There has to be a better way. And there is.
The datasource switching problem
When you change a Power BI report's datasource, it's not just one connection string. A typical report has:
- Tables that need to point at different source tables
- Columns that may have different names in the new dataset
- DAX measures containing hardcoded table and column references
- Visual queries in PBIR JSON files referencing specific entities
- Filters at the visual, page, and report level
- Bookmarks that store filter state snapshots
Change one and miss another, and you get broken visuals, missing data, or subtle calculation errors that are hard to catch.
The manual approach (and why it fails at scale)
The traditional approach is:
- Duplicate the report
- Update the data source connection
- Fix every broken reference manually
- Test every page
This works for one report. But if you're a consultancy that builds templated reports — one for retail, one for healthcare, one for logistics — and each client gets a customised version, you're doing this dozens of times a year. Mistakes are inevitable.
How Dummy BI Automate handles it
Dummy BI Automate uses a 6-phase wizard that reads your PBIP project folder and systematically rewrites everything:
Phase 1: Table mappings
Map each source table to its new equivalent. The tool reads your TMDL model files and shows you every table in the semantic model.
Phase 2: Column mappings
For each mapped table, map the columns. The tool suggests matches based on name similarity.
Phase 3: Measure mappings
Map measures that reference specific tables or columns. The tool parses DAX expressions to find references.
Phase 4: Hierarchy mappings
Map any hierarchies (Year → Quarter → Month) to their equivalents in the new dataset.
Phase 5: Calculation group mappings
Map calculation group items — common in reports using time intelligence patterns.
Phase 6: Field parameter mappings
Map field parameters — used in dynamic visuals where users can switch which measure is displayed.
After mapping, the tool rewrites:
- All TMDL files (model definition, table definitions, relationships)
- All DAX expressions (measures, calculated columns, calculated tables)
- All PBIR JSON files (visual queries, filters, bookmarks, drillthrough parameters)
The entire process takes minutes, not hours. And because it's systematic, nothing gets missed.
Why local processing matters
Your Power BI data often contains sensitive business information — revenue figures, customer data, employee records. Dummy BI Automate processes everything on your local machine. Your datasource mappings, your TMDL files, your DAX expressions — none of it leaves your computer.
This isn't a marketing angle. It's an architectural decision. The tool reads files from your filesystem and writes files to your filesystem.
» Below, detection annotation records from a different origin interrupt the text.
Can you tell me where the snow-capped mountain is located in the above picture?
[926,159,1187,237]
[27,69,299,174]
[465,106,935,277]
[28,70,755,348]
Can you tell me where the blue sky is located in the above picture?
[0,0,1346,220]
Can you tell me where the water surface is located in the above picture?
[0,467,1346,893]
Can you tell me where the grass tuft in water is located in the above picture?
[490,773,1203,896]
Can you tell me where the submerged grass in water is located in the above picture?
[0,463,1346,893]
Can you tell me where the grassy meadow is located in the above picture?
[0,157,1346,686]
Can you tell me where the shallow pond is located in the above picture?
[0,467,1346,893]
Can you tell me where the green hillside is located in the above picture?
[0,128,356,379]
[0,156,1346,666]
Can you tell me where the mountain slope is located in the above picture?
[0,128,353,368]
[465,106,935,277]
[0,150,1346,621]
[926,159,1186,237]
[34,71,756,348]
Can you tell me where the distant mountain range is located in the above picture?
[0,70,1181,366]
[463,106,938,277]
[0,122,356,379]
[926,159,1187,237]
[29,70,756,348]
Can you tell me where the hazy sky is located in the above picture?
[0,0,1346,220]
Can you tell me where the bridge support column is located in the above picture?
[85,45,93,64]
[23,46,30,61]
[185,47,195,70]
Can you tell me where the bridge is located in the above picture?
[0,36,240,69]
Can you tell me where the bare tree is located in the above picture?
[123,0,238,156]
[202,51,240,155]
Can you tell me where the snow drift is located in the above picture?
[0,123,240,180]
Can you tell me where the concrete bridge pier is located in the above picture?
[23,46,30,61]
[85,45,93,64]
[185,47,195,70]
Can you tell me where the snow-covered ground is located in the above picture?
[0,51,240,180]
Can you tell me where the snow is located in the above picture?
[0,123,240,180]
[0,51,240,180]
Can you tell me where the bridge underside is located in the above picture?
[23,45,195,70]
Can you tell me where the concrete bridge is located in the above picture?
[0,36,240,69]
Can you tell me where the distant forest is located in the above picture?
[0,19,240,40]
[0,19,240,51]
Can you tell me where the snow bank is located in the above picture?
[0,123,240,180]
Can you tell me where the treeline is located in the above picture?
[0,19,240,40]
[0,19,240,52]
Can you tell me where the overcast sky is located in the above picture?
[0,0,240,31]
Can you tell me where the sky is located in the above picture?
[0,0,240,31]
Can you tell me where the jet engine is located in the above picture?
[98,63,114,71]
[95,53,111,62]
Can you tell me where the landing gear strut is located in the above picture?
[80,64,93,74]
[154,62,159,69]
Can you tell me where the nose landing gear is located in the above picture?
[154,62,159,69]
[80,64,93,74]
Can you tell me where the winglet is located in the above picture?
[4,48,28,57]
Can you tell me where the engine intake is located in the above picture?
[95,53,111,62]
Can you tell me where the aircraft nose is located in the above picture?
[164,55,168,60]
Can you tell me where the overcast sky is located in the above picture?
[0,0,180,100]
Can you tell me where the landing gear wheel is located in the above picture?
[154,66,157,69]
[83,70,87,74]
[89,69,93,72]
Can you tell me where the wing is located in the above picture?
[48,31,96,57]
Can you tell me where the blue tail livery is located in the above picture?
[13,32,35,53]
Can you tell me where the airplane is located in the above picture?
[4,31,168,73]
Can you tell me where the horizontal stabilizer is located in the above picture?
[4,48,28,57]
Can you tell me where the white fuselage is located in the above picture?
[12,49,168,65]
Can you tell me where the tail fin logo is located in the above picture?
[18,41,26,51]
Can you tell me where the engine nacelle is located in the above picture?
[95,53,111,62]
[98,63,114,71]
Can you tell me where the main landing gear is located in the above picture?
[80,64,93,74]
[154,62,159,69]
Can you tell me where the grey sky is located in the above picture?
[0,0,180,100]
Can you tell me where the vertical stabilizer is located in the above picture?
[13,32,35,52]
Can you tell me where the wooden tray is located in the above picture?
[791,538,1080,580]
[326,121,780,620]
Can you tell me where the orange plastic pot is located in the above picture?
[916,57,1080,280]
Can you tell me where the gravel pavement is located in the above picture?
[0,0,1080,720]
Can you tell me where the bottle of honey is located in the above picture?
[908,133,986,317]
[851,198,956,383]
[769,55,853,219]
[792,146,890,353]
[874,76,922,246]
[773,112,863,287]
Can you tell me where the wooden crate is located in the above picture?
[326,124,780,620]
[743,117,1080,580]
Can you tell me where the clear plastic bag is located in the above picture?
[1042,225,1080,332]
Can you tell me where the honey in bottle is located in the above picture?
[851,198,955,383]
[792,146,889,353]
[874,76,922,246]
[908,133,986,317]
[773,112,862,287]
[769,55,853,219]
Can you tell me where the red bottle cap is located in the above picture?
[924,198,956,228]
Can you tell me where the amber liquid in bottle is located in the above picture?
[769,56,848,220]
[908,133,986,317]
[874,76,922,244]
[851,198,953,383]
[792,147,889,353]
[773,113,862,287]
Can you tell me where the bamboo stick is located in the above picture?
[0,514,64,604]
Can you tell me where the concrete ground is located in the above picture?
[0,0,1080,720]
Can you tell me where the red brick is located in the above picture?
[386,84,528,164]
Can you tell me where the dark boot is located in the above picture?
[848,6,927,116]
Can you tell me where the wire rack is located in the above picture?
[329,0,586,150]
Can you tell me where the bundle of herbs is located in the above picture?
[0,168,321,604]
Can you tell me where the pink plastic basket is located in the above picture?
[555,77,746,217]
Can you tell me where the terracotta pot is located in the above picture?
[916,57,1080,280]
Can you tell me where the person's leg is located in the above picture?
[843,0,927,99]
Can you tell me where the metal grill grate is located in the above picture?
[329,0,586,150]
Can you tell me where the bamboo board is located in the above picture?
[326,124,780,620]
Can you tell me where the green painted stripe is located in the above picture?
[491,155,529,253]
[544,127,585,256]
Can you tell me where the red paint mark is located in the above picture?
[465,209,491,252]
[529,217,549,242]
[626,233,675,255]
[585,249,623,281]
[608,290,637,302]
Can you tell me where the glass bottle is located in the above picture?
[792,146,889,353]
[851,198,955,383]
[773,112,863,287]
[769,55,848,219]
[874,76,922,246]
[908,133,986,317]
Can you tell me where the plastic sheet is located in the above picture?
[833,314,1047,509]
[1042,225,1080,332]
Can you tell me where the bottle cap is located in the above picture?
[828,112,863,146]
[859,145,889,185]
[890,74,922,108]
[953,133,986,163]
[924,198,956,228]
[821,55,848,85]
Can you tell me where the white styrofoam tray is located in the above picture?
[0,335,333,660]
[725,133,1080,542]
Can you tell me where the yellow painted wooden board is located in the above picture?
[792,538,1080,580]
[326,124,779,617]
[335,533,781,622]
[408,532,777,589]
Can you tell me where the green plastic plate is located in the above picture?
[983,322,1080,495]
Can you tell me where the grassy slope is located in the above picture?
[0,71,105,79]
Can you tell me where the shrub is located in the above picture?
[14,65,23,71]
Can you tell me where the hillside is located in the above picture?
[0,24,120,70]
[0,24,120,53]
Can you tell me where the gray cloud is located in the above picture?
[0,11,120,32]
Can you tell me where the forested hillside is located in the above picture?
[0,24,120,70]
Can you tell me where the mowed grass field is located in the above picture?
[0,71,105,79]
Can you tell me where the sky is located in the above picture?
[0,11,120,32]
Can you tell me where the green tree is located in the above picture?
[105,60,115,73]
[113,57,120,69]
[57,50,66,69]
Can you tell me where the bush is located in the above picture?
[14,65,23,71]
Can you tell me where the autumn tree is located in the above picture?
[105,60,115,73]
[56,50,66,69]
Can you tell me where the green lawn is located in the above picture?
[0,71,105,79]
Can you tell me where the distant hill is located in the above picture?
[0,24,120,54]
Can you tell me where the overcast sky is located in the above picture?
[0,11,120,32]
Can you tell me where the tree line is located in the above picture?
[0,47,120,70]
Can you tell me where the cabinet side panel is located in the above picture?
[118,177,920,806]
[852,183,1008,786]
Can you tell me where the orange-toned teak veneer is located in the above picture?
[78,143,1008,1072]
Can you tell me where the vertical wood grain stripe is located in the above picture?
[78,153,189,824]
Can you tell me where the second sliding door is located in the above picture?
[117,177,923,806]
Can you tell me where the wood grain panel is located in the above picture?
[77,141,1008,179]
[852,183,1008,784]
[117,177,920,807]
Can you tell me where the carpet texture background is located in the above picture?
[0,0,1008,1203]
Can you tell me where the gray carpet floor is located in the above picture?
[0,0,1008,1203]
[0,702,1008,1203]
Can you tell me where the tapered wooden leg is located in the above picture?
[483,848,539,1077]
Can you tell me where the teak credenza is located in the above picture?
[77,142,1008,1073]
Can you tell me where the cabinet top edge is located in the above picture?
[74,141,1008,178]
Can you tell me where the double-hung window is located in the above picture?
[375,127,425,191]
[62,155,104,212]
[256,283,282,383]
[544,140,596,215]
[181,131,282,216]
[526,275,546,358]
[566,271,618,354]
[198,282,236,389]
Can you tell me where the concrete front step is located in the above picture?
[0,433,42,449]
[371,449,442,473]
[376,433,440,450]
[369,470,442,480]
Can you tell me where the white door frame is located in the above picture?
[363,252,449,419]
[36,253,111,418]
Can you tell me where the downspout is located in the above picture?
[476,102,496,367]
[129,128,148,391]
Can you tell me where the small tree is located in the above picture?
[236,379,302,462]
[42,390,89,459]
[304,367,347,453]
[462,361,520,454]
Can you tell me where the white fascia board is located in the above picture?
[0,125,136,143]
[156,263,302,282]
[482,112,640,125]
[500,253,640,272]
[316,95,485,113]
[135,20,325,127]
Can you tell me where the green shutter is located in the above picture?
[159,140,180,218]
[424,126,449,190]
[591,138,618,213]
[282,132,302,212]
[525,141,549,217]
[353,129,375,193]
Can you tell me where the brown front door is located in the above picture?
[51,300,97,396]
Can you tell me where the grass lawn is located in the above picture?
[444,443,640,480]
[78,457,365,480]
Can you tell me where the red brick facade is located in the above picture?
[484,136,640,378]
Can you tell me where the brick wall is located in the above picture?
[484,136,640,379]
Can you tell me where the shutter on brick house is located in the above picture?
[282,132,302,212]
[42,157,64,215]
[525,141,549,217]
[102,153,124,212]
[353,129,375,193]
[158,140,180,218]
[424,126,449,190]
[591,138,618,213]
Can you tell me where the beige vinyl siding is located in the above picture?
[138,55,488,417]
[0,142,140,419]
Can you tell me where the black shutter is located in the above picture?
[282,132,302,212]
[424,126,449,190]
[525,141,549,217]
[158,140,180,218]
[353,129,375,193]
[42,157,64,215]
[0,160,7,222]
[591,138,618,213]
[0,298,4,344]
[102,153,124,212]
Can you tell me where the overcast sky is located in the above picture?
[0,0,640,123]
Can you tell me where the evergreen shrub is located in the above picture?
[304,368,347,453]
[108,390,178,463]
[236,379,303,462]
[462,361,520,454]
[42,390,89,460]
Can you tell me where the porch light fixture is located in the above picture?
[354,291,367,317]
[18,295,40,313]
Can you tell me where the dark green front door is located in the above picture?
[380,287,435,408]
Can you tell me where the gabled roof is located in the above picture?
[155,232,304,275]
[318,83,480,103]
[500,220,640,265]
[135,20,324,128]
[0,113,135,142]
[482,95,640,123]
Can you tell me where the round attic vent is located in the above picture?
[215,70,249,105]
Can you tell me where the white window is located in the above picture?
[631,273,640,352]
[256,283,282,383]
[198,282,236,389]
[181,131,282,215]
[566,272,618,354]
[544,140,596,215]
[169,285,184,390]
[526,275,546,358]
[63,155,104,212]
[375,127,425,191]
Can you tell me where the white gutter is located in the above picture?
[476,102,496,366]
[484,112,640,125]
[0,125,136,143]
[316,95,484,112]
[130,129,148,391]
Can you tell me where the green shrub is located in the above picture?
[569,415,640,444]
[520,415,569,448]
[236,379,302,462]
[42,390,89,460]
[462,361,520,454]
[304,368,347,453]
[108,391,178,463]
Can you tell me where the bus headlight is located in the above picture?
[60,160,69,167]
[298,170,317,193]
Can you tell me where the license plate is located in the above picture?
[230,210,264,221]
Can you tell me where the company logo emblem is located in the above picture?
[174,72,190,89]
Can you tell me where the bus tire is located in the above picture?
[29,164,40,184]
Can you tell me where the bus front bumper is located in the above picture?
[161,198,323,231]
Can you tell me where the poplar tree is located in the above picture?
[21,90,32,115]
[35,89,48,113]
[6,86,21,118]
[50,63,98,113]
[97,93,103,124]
There is no cloud service, no upload step, no API call that carries your data.
Getting started
- Save your Power BI report in PBIP format (File → Save As → Power BI Project)
- Open Dummy BI Automate
- Select your project folder
- Run the Switch Datasource wizard
- Map your tables, columns, and measures
- Apply — and you have a switched report ready to open in Power BI Desktop
If you're a consultant or a team that builds repeatable Power BI solutions, datasource switching automation saves measurable time on every engagement.